We see ourselves as helping developers meet those expanded set of expectations without having to become systems integrators or without having to hire two dozen backend server engineers, which are frankly hard to hire and even harder to keep. A lot of games often fail at launch because this is hard to do. We just had a flawless holiday season on Minecraft and other games. I can tell you from behind the scenes, it was not easy. We hit records across the board this year within Microsoft on the backend — we had peaks. We peaked out at I think 50 or 60 million players a day, simultaneous on some of our technologies. That’s a lot of load. We were handling something like 60,000 or 70,000 transactions per second in some cases and to actually build systems that scale that level and run flawlessly day in day out isn’t easy.
Stevivor: Do developers need expansive knowledge of all these systems to be able to properly integrate them?
Gwertzman: No, certainly the ambition is that we’re not only going to provide you with great technology but also great education. If you look at this shift to games as services or games as communities, like all paradigm shifts, you can look at it in three levels. There’s the tech, there’s the product itself, the technology and that’s straight forward. In some ways, actually, the most straightforward is the technology piece. You build it, you buy it, you can make decisions, it’s straightforward. People and process are harder. On the process side, how games get built is changing. It’s no longer enough to have this very slow waterfall model of development because if you’re trying to roll out frequent content updates every few weeks, that’s not going to scale.
You’ve got to have a much more agile model of building your game. So how you scale, especially with modern developers being geographically dispersed around the world [making it so] you’ve got a very collaborative process, [means] your processes have to change. Likewise, your people have to change; the mindset has to change.
Modern developers who have that packaged goods mindset — we’ve seen this at Microsoft, game studios like Halo are going through some pretty radical growing pains right now as they start to figure out how to do things differently. They used to release a new Halo game every few years or a new Gears of War every few years. That’s not good enough anymore. If they’re not putting out updates every few weeks, they’re going to be irrelevant. So, how do you change your people’s mindset to think about building very differently?

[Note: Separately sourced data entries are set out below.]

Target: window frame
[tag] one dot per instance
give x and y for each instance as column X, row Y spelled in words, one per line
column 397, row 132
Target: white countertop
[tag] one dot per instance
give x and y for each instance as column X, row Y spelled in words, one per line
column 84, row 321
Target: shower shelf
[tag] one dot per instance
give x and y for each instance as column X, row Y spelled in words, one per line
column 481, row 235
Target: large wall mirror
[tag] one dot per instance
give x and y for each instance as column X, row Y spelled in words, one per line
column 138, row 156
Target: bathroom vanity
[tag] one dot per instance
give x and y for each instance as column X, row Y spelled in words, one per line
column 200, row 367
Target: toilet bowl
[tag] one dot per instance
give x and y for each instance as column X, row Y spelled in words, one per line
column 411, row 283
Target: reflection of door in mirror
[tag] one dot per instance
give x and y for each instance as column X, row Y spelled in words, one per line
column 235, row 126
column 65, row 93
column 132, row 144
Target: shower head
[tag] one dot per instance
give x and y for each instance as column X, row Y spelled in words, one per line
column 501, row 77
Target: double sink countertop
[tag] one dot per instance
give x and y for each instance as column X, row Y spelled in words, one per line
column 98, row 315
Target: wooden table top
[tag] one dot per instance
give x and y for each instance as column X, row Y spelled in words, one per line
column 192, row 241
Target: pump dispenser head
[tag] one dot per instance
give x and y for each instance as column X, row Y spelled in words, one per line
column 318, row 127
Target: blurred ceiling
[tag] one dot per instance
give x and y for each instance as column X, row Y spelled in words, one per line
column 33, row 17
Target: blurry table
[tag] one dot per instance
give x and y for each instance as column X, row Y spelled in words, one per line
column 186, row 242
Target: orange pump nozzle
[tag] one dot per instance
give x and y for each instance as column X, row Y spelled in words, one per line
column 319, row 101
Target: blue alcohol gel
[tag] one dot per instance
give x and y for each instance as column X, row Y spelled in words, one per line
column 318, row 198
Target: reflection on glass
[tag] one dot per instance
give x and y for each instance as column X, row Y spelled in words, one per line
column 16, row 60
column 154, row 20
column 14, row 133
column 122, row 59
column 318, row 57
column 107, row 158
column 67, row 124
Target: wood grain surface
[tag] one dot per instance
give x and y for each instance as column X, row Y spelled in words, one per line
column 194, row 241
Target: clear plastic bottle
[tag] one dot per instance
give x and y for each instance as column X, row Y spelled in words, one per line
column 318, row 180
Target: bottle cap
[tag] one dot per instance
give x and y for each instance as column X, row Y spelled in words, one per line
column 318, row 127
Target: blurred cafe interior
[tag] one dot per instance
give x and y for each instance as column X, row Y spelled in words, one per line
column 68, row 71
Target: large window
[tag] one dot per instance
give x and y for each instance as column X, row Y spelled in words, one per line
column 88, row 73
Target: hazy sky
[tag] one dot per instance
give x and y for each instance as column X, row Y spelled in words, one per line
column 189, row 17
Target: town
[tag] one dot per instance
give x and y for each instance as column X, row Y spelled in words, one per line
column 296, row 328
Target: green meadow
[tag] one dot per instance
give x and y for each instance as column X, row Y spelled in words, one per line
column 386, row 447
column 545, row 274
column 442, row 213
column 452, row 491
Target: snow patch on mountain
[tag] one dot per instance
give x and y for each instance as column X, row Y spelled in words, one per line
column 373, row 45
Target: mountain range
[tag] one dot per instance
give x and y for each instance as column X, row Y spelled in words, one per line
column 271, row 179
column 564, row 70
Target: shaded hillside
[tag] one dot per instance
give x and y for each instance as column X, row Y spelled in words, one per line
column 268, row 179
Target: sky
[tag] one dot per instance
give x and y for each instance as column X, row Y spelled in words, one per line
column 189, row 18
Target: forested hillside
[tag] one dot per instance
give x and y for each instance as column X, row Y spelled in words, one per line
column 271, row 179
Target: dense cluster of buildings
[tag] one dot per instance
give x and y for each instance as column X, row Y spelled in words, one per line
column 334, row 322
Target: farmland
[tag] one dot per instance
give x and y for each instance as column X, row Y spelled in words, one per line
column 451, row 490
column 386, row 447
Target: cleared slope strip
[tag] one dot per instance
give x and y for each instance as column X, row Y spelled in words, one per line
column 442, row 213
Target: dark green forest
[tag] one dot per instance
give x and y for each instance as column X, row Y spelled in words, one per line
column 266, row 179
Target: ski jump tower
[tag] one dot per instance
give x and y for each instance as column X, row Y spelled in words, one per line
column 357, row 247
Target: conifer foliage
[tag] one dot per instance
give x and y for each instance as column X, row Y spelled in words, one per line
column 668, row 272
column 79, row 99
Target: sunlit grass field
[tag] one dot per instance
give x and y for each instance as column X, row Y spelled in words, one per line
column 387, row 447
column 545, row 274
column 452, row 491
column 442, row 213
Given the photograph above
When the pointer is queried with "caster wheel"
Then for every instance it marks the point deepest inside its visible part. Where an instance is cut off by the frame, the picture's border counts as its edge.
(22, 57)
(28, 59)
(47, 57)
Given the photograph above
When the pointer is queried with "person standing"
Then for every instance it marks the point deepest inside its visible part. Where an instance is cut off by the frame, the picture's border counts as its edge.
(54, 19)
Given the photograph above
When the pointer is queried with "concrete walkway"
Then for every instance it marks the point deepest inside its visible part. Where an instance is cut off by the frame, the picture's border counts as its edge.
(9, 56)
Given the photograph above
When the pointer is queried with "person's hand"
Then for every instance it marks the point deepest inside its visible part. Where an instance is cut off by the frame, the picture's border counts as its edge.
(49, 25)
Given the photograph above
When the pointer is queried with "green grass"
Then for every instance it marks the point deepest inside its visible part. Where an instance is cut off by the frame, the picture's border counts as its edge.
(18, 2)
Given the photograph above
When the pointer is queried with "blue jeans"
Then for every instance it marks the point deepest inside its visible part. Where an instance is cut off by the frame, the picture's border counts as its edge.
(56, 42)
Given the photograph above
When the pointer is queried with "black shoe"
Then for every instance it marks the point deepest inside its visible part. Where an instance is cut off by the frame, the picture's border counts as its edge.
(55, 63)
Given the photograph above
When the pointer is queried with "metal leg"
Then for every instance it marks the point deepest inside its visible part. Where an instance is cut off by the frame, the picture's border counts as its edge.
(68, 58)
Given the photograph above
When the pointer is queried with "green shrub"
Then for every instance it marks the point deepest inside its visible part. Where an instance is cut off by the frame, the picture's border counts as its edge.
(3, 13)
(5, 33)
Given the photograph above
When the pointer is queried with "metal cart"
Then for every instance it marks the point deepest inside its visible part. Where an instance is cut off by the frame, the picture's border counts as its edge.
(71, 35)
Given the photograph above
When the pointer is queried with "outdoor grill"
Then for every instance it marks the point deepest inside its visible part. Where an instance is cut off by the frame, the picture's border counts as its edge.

I think part of Game Stack is, again, not just the technology, but also how do we help educate developers. How do we provide best practises? How do we provide standards they can adopt that bring them the benefits of our knowledge? Again, we’re not doing this purely from the goodness of our heart, we’re a little selfish here. We want obviously game developers to love Microsoft as a partner and to really feel like we’re helping them. We recognise that that means we’re not just supporting Xbox, but also supporting Switch and PlayStation, PC and other platforms.
Stevivor: Thanks so much for your time today.